You can also instead generate an own (country) boundaries file from a GeoJson or an
OSM XML, using the Java shell application in the
/generator/
folder of the Java project and use that. For example,
Natural Earth data is public domain.
Default data
For your convenience, the default data is included in the distribution as bytes which you can access via the constants
BOUNDARIES_ODBL_360X180
, BOUNDARIES_ODBL_180X60
or BOUNDARIES_ODBL_60X30
. (The linker ensures that only the
constants you use are actually included in the executable).
It's all the same data, only different
raster sizes: The bigger the raster, the bigger the file size but also the faster the queries, see the next section
about speed for details. The precision is the same.
The default dataset can only be as small as it is because the actual country- and state boundaries have been simplified somewhat from their actual boundaries. Generally, it is made to meet the requirements for OpenStreetMap editing:
-
In respect to its precision, it strives to have at least every settlement and major road on the correct side of the border, in populated areas the precision may be higher. However, it is oblivious of sea borders and will only return correct results for points on land.
-
As ids, it uses ISO 3166-1 alpha-2 country codes where available and otherwise ISO 3166-2 for subdivision codes
-
It includes all subdivisions for 🇺🇸 United States, 🇨🇦 Canada, 🇦🇺 Australia, 🇨🇳 China, 🇮🇳 India, 🇪🇸 Spain, 🇬🇧 United Kingdom, 🇧🇪 Belgium, 🇧🇦 Bosnia & Herzegovina, 🇮🇩 Indonesia, 🇫🇲 Micronesia, 🇰🇲 Comoros and autonomous subdivisions of most other countries that have a ISO 3166-2 code, such as the republics within 🇷🇺 Russia, the autonomous regions in 🇮🇹 Italy etc.
See the source file for details (you can open it in JOSM).
Speed
Querying 1 million random locations on a single thread takes about 0.1 seconds with a Ryzen 5700X CPU.
For above measurement, I used a raster of 360x180 (= one cell is 1° in longitude, 1° in latitude). You can choose a smaller raster to have a smaller file or choose a bigger raster to have faster queries. According to my tests, a file with a raster of 60x30 (= one cell is 6° in longitude and latitude) is about 4 times smaller but queries are about 4 times slower.

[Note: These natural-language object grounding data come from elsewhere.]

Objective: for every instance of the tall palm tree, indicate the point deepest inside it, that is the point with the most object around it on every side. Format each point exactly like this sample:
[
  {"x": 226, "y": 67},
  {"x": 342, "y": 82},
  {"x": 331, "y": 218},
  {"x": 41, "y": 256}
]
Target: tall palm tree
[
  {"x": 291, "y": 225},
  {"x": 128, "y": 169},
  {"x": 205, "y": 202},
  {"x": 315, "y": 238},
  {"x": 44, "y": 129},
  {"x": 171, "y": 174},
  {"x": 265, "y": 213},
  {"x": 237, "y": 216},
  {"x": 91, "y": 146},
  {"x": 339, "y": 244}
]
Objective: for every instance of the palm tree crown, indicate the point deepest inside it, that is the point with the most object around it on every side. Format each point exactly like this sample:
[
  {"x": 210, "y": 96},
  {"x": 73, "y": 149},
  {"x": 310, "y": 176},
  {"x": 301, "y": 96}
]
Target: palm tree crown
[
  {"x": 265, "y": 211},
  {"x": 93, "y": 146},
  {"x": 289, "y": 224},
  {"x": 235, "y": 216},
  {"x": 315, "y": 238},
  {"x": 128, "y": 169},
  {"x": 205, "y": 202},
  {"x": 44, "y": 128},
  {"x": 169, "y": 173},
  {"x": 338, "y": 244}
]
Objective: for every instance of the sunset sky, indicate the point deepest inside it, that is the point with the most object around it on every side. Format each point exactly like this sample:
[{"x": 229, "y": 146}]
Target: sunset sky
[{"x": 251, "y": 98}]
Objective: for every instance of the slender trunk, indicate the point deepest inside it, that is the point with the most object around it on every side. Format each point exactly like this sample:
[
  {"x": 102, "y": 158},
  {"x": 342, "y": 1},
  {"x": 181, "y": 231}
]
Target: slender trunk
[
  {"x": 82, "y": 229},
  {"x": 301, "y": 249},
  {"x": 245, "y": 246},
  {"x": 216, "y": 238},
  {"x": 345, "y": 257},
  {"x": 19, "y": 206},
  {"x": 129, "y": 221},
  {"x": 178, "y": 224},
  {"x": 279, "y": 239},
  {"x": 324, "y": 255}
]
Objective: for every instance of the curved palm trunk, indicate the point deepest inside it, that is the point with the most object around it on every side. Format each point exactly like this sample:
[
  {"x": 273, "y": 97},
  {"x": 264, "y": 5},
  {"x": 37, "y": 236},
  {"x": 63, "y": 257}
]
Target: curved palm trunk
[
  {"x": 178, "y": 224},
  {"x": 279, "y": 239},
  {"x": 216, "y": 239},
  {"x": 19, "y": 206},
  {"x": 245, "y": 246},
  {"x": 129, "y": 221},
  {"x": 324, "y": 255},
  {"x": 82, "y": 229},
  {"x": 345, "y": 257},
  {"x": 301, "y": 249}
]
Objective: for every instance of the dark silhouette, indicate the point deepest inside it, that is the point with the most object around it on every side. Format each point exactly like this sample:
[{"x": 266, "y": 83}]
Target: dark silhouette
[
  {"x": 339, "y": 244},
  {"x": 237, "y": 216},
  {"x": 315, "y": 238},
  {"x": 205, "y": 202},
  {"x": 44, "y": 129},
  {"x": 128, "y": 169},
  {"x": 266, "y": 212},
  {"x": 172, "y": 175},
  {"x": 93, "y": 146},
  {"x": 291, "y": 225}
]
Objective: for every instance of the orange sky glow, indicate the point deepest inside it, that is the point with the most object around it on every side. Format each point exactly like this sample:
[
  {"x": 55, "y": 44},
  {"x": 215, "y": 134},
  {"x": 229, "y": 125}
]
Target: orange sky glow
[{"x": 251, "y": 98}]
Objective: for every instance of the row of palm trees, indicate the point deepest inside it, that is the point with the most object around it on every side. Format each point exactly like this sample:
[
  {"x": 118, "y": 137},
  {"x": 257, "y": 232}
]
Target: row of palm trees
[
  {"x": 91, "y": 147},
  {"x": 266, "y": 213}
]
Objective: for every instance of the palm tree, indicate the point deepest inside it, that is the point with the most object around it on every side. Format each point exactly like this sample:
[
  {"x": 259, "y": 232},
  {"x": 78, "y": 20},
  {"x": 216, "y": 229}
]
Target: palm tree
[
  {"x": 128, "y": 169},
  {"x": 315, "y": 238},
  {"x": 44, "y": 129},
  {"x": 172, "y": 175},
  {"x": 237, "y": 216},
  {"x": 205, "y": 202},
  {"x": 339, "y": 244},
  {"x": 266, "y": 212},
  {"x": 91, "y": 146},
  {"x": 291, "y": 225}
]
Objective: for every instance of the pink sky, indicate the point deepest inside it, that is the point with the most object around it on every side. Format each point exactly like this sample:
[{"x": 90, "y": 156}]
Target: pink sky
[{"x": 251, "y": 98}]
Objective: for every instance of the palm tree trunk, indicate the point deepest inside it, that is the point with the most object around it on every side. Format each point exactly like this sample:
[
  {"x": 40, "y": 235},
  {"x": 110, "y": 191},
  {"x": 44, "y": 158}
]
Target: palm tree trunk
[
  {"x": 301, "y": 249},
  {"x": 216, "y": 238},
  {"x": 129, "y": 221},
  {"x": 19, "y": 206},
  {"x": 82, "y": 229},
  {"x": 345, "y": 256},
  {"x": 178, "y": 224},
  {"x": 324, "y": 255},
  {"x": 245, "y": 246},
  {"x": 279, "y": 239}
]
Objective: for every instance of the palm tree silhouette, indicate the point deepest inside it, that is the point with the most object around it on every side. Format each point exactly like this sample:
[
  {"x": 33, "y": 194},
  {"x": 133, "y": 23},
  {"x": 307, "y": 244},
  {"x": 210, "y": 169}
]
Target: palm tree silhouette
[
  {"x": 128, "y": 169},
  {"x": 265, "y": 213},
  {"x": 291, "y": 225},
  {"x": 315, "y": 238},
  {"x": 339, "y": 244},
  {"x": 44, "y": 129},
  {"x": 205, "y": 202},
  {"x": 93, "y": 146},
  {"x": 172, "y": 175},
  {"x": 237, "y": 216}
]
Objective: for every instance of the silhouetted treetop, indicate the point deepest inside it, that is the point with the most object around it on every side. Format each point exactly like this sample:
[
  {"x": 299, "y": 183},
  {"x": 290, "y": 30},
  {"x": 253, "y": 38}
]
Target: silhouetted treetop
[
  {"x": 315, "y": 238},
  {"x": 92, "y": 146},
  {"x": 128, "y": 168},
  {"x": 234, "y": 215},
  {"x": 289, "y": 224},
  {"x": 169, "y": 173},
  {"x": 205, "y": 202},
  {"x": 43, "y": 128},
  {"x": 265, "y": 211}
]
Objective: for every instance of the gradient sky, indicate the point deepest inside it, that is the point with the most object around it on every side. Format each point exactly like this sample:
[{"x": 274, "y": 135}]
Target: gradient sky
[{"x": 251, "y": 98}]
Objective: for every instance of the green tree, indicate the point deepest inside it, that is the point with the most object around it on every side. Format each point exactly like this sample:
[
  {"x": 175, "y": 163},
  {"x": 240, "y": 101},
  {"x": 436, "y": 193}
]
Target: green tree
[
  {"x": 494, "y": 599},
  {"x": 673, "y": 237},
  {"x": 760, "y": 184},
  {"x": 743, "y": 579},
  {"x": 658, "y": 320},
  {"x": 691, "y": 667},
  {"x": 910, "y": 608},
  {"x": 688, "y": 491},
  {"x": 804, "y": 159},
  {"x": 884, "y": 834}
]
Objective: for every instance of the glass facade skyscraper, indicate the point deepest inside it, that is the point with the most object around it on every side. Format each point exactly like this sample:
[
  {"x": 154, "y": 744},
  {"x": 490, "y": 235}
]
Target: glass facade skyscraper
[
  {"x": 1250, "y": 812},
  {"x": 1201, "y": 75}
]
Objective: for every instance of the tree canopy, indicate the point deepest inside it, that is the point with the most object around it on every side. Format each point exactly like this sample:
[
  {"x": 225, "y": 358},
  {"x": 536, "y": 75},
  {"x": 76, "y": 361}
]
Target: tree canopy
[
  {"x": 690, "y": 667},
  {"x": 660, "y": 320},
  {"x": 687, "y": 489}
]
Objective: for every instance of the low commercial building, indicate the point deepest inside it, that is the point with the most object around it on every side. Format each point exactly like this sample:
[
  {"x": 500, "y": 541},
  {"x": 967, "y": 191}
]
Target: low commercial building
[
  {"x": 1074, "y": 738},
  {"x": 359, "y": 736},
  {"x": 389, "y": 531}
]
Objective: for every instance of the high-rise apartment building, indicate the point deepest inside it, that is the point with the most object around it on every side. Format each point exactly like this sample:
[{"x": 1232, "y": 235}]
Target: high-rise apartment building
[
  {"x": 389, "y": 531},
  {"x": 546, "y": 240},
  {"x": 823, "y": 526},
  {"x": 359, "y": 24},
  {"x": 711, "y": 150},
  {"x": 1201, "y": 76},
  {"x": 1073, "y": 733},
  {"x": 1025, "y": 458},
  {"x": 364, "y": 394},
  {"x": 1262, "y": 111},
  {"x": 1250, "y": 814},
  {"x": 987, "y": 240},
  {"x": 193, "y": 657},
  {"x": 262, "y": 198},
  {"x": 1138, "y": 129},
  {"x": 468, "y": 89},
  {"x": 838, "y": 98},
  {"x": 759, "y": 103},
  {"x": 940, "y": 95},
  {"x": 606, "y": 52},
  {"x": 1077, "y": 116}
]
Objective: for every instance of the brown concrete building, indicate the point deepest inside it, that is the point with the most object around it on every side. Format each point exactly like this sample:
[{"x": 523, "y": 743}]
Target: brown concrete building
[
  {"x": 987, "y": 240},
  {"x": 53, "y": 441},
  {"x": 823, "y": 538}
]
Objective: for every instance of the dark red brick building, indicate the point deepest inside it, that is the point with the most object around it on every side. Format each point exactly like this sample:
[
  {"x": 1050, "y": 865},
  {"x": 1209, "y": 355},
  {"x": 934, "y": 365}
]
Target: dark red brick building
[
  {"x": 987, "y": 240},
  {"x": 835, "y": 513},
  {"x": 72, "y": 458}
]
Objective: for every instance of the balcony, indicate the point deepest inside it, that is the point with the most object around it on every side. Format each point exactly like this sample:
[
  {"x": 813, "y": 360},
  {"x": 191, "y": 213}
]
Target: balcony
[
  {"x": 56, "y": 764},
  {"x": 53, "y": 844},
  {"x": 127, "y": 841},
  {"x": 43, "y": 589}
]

Files with a raster of 60x30, 180x90 and 360x180 are supplied by default (see above section), but you can also create files with custom raster sizes.
What makes it that fast is because the boundaries of the source data are split up into a raster, so, point in polygon checks, if any, only need to be done for the little geometry that is in the cell in which the point is located.
The reason why the library does not directly consume a GeoJSON or similar but only a file generated from it is so that the slicing of the source geometry into a raster does not need to be done each time the file is loaded but only once before putting the current version of the boundaries into the distribution.